DOE cuts off hydrogen in energy storage policy plan


The Department of Energy (DOE) has snubbed hydrogen as a form of innovative energy storage that the entire Philippine power supply chain can prospectively lean on for efficient and reliable operations into the future and despite the fact that this storage technology is already the center of attention of whip-smart energy planners and project-developers worldwide.

Players in the energy story business sounded off their big disappointment following the release of the DOE draft Circular prescribing policies on the investment rollout of energy storage systems (ESS) in the domestic energy sector.

The ESS definition set forth by the DOE proposed Circular primarily classified energy storage technologies as: battery energy storage system (BESS), compressed air energy storage (CAES); flywheel energy storage or FES; and pumped storage hydropower or PSH.

The propounded DOE policy stipulated that ESS classifications are “not limited” to the specified technologies, but ESS industry players have a strong feeling that hydrogen energy storage cannot just be treated as “accidental participant” (saling-pusa) because this is now the sharp focus globally on planning the low carbon pathway of energy markets.

The ongoing innovations in the hydrogen space are also prompted by reported unwarranted practices in the BESS realm – primarily those that depend on lithium-ion, which is now heavily linked to human rights abuses on cobalt mining, the raw material for that technology.

Hydrogen energy storage is a chemical-underpinned storage produced in safer form; and in which electrical power is converted into hydrogen -- then the stored energy can be released as fuel in combustion engines or fuel cells when needed in the system – and this is not just for power solutions but it is also applicable in transport nexus.

According to sources from the DOE, hydrogen is in the radar of the department but since there are no pilot projects or deployments being done yet on this technology in the domestic energy market, it has been not been included in the ongoing ESS policy framing of the department.

Well-operated energy markets typically stretch all-inclusive planning strategies through 30 to 50 years especially those that have been ramping up integration of variable renewable energy (RE) in their ecosystems- and they also capture new and future technologies that will reshape and even surprise markets in the years or decades ahead.

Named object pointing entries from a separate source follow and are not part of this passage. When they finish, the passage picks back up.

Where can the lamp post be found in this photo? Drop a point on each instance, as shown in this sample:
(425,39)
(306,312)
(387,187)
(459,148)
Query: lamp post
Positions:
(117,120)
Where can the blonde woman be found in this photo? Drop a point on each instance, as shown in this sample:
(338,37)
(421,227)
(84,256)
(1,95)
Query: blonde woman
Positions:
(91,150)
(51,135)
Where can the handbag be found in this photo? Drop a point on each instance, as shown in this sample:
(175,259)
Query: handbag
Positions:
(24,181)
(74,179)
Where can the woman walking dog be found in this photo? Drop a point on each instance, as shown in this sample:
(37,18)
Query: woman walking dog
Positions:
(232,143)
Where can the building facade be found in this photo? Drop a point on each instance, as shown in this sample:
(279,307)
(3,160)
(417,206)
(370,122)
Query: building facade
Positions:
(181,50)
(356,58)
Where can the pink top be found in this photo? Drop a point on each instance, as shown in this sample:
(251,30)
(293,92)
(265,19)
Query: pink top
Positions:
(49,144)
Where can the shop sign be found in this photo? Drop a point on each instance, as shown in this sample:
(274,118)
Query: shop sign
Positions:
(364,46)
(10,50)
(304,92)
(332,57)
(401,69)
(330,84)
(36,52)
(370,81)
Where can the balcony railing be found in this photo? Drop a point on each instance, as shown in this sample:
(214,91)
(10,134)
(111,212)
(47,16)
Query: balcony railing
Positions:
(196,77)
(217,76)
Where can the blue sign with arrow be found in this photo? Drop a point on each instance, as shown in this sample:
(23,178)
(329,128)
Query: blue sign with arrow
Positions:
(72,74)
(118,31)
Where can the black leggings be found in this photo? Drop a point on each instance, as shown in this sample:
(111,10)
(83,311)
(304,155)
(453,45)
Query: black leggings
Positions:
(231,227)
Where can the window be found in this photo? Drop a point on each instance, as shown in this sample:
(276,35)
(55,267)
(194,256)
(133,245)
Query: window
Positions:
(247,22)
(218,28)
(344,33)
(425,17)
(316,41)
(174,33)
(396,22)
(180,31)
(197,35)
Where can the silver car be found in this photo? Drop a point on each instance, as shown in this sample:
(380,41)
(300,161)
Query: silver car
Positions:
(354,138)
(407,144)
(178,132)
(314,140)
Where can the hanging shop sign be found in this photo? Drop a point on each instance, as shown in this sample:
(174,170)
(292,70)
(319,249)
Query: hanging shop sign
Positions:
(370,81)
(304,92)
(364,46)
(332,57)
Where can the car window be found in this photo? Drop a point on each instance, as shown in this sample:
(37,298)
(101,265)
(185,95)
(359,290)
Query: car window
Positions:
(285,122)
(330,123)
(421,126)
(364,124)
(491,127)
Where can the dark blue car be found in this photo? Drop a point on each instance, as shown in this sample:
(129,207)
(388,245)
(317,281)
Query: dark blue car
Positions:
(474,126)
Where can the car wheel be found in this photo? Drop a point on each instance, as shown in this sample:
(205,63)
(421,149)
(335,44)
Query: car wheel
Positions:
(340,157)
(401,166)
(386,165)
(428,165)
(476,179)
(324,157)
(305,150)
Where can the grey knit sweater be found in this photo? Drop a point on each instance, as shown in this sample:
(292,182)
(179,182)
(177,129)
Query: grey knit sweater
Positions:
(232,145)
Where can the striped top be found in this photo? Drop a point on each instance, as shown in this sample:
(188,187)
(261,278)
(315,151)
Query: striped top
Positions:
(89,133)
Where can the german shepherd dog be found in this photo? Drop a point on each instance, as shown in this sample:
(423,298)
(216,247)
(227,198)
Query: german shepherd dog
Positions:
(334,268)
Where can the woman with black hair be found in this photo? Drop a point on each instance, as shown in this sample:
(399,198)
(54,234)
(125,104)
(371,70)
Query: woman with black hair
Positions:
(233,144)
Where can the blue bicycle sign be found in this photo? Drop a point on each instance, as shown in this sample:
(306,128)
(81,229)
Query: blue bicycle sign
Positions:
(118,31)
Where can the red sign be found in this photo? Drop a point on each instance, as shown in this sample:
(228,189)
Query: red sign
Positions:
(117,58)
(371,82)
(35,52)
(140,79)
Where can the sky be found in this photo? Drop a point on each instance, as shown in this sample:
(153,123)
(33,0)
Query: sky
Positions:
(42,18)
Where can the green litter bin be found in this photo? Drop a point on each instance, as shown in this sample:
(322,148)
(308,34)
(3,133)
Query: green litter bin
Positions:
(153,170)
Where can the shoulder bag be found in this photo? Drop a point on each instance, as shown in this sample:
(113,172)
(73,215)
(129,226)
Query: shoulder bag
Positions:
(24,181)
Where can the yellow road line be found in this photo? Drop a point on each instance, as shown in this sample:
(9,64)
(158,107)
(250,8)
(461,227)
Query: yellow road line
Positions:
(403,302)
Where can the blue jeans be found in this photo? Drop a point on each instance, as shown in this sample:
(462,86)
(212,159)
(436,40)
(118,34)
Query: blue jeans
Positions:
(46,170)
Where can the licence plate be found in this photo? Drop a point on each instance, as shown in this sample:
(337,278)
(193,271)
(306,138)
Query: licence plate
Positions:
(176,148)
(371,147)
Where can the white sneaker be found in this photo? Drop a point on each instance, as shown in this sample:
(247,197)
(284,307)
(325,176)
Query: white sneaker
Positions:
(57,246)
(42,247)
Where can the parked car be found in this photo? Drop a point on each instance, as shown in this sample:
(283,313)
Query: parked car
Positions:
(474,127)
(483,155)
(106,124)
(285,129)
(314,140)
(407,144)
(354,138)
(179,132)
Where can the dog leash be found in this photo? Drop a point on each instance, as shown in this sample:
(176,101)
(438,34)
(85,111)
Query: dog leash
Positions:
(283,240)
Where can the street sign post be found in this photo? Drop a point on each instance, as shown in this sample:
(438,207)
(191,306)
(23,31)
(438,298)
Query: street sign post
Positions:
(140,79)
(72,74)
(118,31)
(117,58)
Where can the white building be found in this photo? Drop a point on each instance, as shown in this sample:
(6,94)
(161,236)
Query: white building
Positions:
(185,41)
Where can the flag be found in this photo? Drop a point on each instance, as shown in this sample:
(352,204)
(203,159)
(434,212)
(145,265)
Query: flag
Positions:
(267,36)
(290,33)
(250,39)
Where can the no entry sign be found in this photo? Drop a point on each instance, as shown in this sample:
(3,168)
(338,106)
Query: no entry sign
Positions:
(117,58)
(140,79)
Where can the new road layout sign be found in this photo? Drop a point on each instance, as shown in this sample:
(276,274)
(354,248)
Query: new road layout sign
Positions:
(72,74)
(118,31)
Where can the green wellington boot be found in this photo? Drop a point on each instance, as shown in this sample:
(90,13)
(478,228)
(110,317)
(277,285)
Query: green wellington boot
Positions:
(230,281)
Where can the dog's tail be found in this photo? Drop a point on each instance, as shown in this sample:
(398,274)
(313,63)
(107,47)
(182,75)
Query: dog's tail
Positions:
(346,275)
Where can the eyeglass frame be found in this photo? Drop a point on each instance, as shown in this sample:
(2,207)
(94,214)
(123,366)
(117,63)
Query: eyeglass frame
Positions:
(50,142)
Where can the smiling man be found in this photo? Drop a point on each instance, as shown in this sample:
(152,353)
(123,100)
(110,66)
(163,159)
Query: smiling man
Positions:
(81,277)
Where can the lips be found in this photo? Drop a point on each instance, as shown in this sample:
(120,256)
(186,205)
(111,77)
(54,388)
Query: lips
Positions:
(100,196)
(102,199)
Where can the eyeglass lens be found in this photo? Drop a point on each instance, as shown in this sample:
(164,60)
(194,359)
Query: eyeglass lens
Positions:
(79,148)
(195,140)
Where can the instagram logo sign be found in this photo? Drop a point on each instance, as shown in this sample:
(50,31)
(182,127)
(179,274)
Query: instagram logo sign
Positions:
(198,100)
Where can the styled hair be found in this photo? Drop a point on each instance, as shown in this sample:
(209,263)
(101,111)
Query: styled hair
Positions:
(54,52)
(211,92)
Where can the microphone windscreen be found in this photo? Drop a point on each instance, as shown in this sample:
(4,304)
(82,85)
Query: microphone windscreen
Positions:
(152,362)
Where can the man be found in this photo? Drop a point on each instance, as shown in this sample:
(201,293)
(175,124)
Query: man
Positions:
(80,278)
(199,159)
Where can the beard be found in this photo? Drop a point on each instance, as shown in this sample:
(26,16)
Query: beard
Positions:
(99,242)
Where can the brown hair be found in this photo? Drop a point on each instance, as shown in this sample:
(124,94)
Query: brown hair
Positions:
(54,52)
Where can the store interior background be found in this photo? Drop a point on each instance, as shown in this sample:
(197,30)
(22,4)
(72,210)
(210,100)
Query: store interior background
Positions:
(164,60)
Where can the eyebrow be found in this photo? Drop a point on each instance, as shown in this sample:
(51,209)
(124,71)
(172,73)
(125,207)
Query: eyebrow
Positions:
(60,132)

Even energy markets in the Southeast Asian region are now flourishing on their hydrogen technology deployments – with Vietnam anticipating project completion within this year; Thailand, Indonesia and Cambodia also scaling up on investments for this technology; while Singapore and Malaysia had already cast their hydrogen investment strategy roadmap.

Another major concern raised by industry players in the ESS space is the ‘debatable wordsmithing’ proffered for energy storage system – as the proposed policy still limits its coverage to ‘generation’ despite the extended purposes set out under Section 4 of the draft Circular which already included addressing ancillary services or reserves requirement of power grids; as well as those on transmission and distribution (T&D) network enhancements.

As fleshed out in the targeted policy, ESS refers to “a facility capable of absorbing energy generated from an RE plant or from a generation facility connected to the grid or distribution system; and injecting stored energy when prompted, needed to ensure reliability and balanced power system.”

Industry players noted that if such definition is cross-referenced to the ESS purposes in Section 4 of the draft Circular, there is an obvious disconnect of policy concepts and the functions of energy storage that the DOE would want to pursue via the policy.

At this stage, the industry players are hoping that energy officials will seriously consider all facets of technology advancements and innovations that will eventually reign in the ESS investment sphere.